The Vietnam Veteran’s Memorial Ad Hoc Commission Wednesday named Mill Brook Park as the new home for Haverhill’s memorial.

Plans to relocate the Haverhill Vietnam Memorial are moving at lightning speed with the committee declaring the memorial will be at its new home in time for this Veterans Day.

Members of the Vietnam Veteran’s Memorial Ad Hoc Commission decided at its first meeting Wednesday that the new monument location is Mill Brook Park, near the entrance to Plug Pond. The monument is now near the Basiliere (BAZZ-ILL-EAR) Bridge, downtown. There’s much to follow, as Chairman Ralph T. Basiliere tells WHAV

“We set a deadline for Nov. 1 of 2019 to have a new monument, which will complement the existing one, but be grander,” he said.

Basiliere, named for his uncle—Haverhill’s first Vietnam War casualty—opened the meeting by declaring the new monument “properly commemorate the 13 lost and countless Haverhill sons who served in Vietnam.” He told WHAV, while it’s too early to be certain, the Commission is leaning toward a specific idea for the final memorial.

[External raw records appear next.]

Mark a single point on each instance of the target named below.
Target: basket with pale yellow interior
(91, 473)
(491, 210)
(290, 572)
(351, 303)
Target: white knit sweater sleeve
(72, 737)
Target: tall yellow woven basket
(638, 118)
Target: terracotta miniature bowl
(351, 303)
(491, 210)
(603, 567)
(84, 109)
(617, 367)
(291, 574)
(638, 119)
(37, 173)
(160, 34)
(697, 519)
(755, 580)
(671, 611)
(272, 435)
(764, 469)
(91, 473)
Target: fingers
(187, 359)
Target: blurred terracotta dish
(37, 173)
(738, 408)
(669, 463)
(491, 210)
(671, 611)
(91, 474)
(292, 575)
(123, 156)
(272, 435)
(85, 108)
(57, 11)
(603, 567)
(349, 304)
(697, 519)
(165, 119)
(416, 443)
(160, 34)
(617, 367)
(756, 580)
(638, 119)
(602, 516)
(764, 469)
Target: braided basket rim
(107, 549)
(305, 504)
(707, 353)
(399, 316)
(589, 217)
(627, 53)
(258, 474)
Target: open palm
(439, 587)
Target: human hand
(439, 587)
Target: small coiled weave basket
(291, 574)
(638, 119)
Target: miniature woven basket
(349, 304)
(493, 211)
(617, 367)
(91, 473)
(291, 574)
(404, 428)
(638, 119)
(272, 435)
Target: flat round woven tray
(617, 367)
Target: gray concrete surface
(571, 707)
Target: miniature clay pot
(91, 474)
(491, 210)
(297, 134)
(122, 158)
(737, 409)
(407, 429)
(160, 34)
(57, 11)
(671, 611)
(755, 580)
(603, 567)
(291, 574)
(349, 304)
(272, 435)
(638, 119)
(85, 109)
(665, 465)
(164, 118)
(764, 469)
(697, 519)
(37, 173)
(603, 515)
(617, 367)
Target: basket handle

“Where water is a constant theme here in Haverhill—the site is close to the river and the ponds, the lakes and the constant theme in Vietnam—that we’d like to do something that incorporates water into the landscape and into whatever monuments we choose,” Basiliere said.

Mill Brook Park, a name almost forgotten by most, was created in 1935, Basiliere explained. The site will be further evaluated by commissioners, Conservation Agent Robert E. Moore Jr. and City Engineer John H. Pettis III.

John “Jay” Davidowicz is donating the excavator and labor to move the existing memorial.

As WHAV reported in late July, the idea of a new site was first presented to city councilors by Vietnam veteran and former City Councilor Louis T. Fossarelli. City Council Vice President Thomas J. Sullivan was among the first to suggest the monument be moved closer to the city’s scenic areas.